I want to talk about owning ADHD-friendly. Owning it, taking charge of it, and doing with it whatever you want. For you.
I’m not talking about “owning your ADHD.” Because sometimes, especially in the early days, but even now when I’m having a difficult day, my ADHD owns me.
I’m talking about owning our personal lives, our stuff, our homes, and making things work for us. Having things our way. Customizing. Bending the world to suit us.
Doing whatever it takes to make it work with our mindset.
We have to do a lot of things to fit into the world out there. We have to bend to fit in with everyone else, because there’s way more of them than there is of us. We’re only 4 or 5% of the population.
Organize Your Life For You
Recently I spoke to an elite group of organizers. The National Association of Professional Organizers (NAPO) has about 4,000 members. This group have taken it to a whole new level. They call themselves the Institute for Challenging Disorganization (ICD).
One of the top people is a retired Navy Admiral.
She told me that all of her clients are required to be in therapy with a psychiatrist or a psychologist. The members of the ICD are dealing with hard core disorganization.
The kind that would make one of those lurid A&E TV shows.
[Am I the only one who thinks those programs are basically a freak show where viewers are entertained by people struggling with mental disorders? I don’t watch them.
It’s too much like the old days in Great Britain when people would go to the lunatic asylum on the weekend and pay according to stairs through the peep holes at the crazy people.]

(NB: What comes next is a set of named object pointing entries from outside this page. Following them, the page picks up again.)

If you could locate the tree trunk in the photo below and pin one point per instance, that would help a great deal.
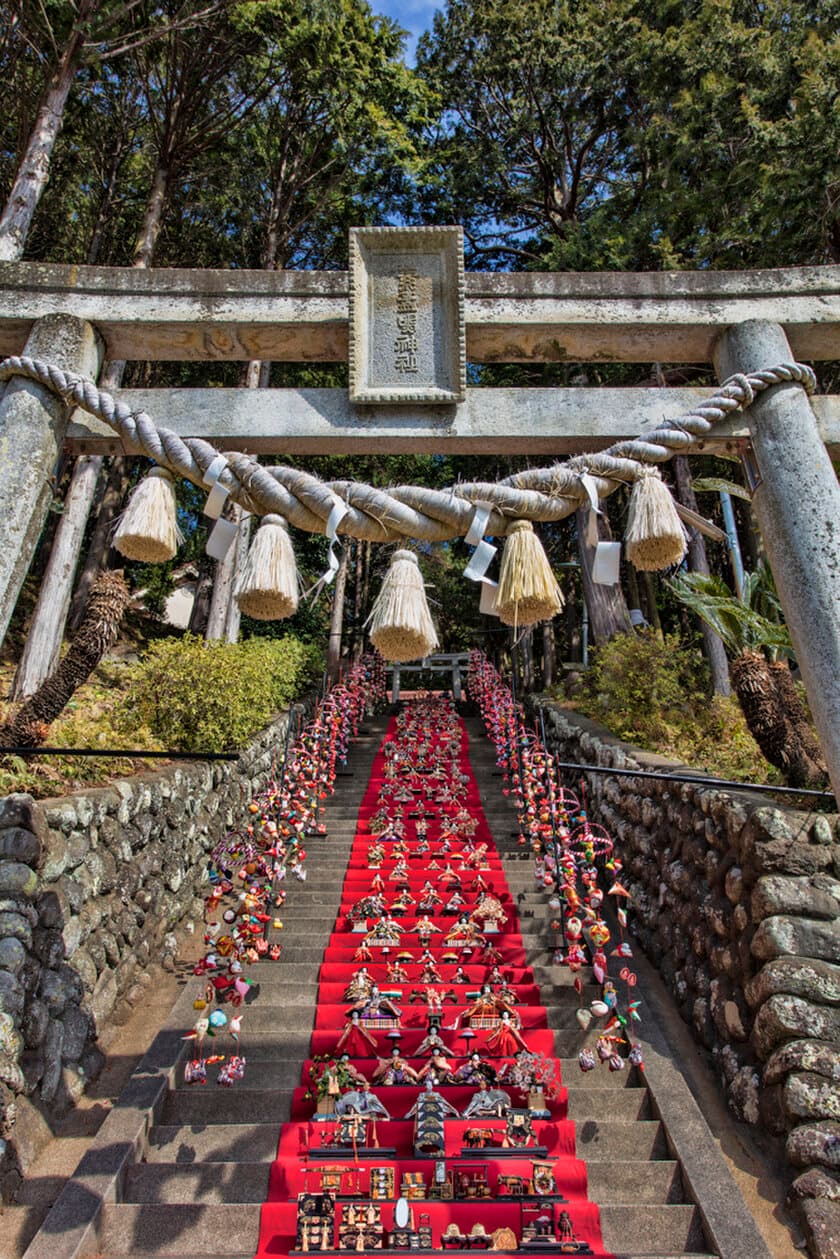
(548, 655)
(766, 698)
(222, 583)
(98, 631)
(202, 602)
(713, 647)
(33, 171)
(97, 552)
(528, 660)
(153, 218)
(103, 209)
(336, 620)
(649, 586)
(47, 628)
(239, 549)
(573, 628)
(358, 607)
(812, 761)
(632, 589)
(608, 615)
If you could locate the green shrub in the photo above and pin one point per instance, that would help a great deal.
(655, 693)
(641, 685)
(199, 696)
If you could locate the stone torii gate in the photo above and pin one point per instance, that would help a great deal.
(408, 341)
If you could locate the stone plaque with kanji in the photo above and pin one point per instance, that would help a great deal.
(407, 340)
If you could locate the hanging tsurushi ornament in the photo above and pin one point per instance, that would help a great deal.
(401, 622)
(574, 863)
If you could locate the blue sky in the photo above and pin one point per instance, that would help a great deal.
(413, 15)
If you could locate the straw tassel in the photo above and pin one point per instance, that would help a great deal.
(267, 589)
(401, 623)
(147, 529)
(528, 591)
(654, 536)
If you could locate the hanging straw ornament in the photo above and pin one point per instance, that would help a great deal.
(528, 591)
(401, 623)
(654, 536)
(267, 589)
(147, 529)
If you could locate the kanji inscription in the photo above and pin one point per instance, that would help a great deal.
(407, 340)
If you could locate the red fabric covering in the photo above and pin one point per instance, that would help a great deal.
(295, 1166)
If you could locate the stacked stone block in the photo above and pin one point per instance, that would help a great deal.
(93, 890)
(738, 904)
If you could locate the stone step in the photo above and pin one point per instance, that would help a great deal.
(219, 1182)
(226, 1107)
(621, 1106)
(208, 1229)
(652, 1230)
(199, 1143)
(615, 1140)
(649, 1184)
(210, 1184)
(178, 1229)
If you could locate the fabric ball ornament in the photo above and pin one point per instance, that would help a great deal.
(267, 589)
(401, 623)
(147, 530)
(654, 536)
(528, 591)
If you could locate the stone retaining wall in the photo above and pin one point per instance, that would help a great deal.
(93, 888)
(737, 902)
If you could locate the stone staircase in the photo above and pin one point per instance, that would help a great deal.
(181, 1171)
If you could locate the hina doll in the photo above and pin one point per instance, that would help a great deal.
(464, 933)
(425, 931)
(357, 1040)
(440, 1068)
(385, 931)
(506, 1040)
(427, 899)
(430, 973)
(488, 1103)
(394, 1070)
(475, 1070)
(399, 874)
(489, 913)
(375, 856)
(359, 986)
(375, 1005)
(402, 904)
(488, 1005)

Professional Organizers vs. ADHD (The Fight of the Century)
The members of the ICD knew a lot about ADHD. A show of hands revealed a surprising number of those in attendance are dealing with it in their own family circle.
I have to admit I was a little intimidated. What can they possibly learn from me.

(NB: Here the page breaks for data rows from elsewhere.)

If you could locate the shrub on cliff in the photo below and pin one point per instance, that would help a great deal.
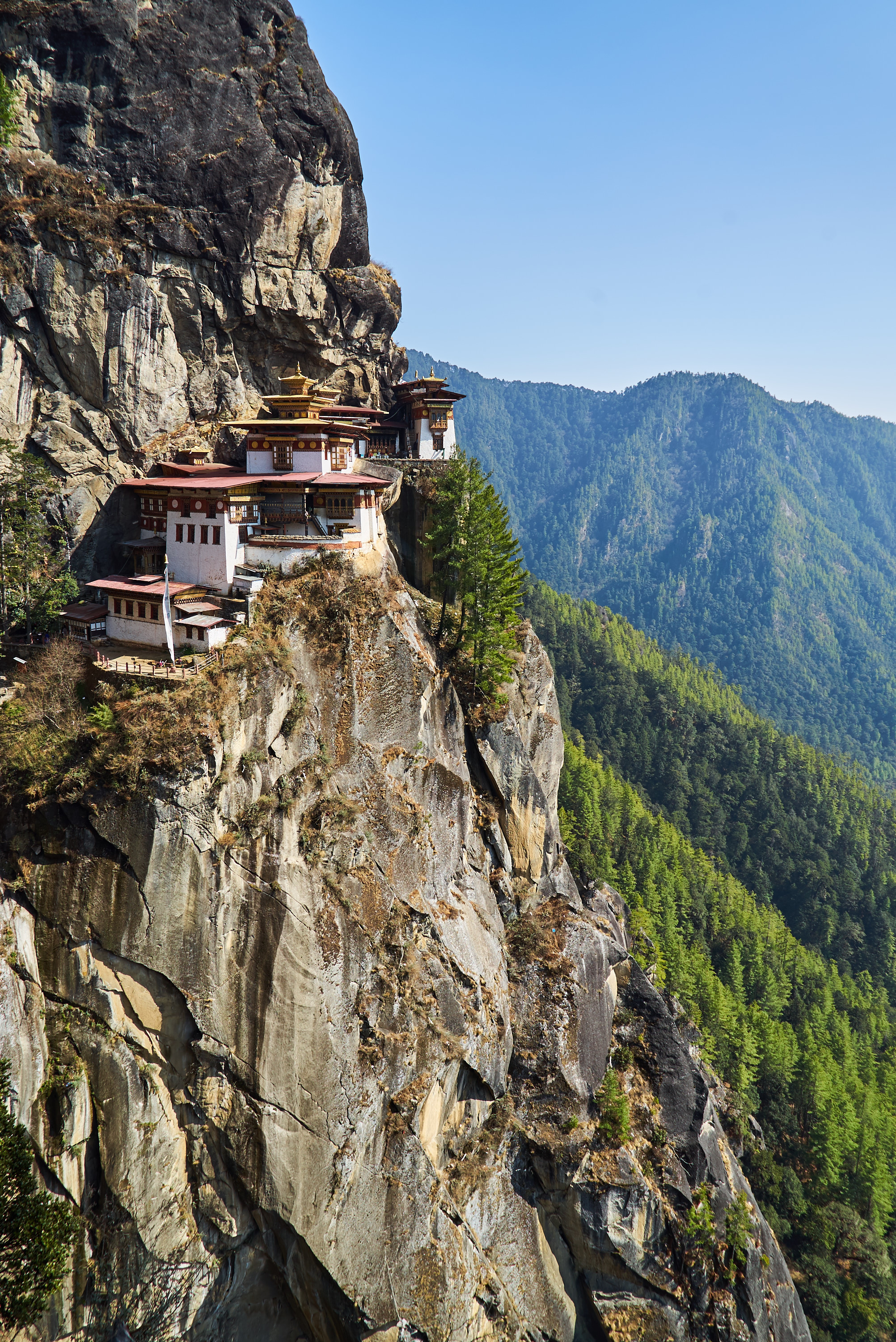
(34, 582)
(37, 1230)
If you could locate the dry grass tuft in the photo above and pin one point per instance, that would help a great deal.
(42, 200)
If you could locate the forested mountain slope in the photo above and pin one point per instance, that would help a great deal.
(757, 535)
(689, 803)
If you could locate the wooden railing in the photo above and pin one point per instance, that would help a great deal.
(159, 670)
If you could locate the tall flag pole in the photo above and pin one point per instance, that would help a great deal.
(167, 614)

Quite a bit, as it turns out.
One of the 36 Strategies, number 3 or 4 as I recall, is ‘BEND THE WORLD TO YOU.’
As I said at the top we spend so much time, energy, and precious willpower trying to bend ourselves to fit in the world. Before we’re diagnosed we feel different, weird.
Square pegs trying to fit into those damn round holes.
Once we are properly diagnosed and begin to understand our own personal blend of traits, we realize what was behind that feeling.
We find strategies that work for us. We find ways to fit in, or at least appear to fit in. We may decide that some of those round holes are just not worth the effort.
[I would like a round of applause for resisting the urge to make the previous paragraph sound naughty. It’s not like me.